Confusion in the age of democracy

Today in Beirut, people are confusing an assassination that has clear regional causes and implications with very narrowly defined local demands, which may just worsen the current regional situation. The assassination of Wissam al Hassan, head of the Internal Security Forces is clearly the consequence of a long cold war that has began 7 years ago when the former prime minister Rafic al Hariri’s convoy was blown up with similar material.

But just to skip a few chapters and focus on the latest events, since the outbreak of popular unrest in Syria, the militarization of the conflict has spilled over into Lebanon and in so doing has opened the door to all sorts of political opportunities for groups, local, such as the Future movement and its loose allies (such as Salafist groups) and Syrians (such as the defecting military units) to team up in order to challenge the Syrian regime.

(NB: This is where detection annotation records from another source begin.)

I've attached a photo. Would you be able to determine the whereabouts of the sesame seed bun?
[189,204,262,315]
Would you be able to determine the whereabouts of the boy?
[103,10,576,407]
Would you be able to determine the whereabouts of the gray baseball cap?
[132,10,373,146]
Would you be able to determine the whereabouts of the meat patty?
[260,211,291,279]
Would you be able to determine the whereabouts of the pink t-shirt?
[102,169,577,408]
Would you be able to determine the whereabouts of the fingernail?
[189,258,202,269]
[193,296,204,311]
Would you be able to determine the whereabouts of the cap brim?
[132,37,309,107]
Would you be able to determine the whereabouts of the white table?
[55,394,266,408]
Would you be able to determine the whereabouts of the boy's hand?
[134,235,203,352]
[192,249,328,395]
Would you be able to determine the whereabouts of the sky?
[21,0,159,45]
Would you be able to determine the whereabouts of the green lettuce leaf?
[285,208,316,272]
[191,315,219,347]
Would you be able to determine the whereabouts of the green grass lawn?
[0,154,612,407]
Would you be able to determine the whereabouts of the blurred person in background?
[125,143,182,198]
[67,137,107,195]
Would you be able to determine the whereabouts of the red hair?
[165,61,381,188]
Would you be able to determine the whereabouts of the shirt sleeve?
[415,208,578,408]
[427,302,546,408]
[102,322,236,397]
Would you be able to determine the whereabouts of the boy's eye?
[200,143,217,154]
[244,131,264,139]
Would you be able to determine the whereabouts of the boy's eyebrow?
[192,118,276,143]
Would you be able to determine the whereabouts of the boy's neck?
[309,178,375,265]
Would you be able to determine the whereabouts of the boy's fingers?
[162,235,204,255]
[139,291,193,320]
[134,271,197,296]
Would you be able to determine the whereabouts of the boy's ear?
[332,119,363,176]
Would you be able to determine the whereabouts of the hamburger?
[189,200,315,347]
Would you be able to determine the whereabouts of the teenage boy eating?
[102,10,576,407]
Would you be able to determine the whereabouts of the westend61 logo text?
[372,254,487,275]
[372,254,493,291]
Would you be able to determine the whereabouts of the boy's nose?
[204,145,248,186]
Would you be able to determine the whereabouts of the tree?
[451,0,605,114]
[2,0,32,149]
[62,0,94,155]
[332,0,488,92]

People forget that Lebanese political actors are involved in regional gambles that assure their position in power in the first place, or at the very least inform the particular local strategies they choose to adopt. And today, people are asking for a political outcome that ignores these regional dimensions. When Wissam al-Hassan was heavily involved in these gambles, people ask the government to step down on the legal ground that it cannot ensure the security of the nation. Since when was al-Hassan working with the intent of ensuring the security of the nation? The “security situation” has never been isolated in national enclaves, and if anything the modicum of a government that people have in Lebanon is one of the last obstacles, albeit a fragile one, to total security breakdown.

This is one of many examples why “democratic demands” of a seeming “civil society” in Lebanon are terms that produce more contradictions than facilitate the search for an effective solution.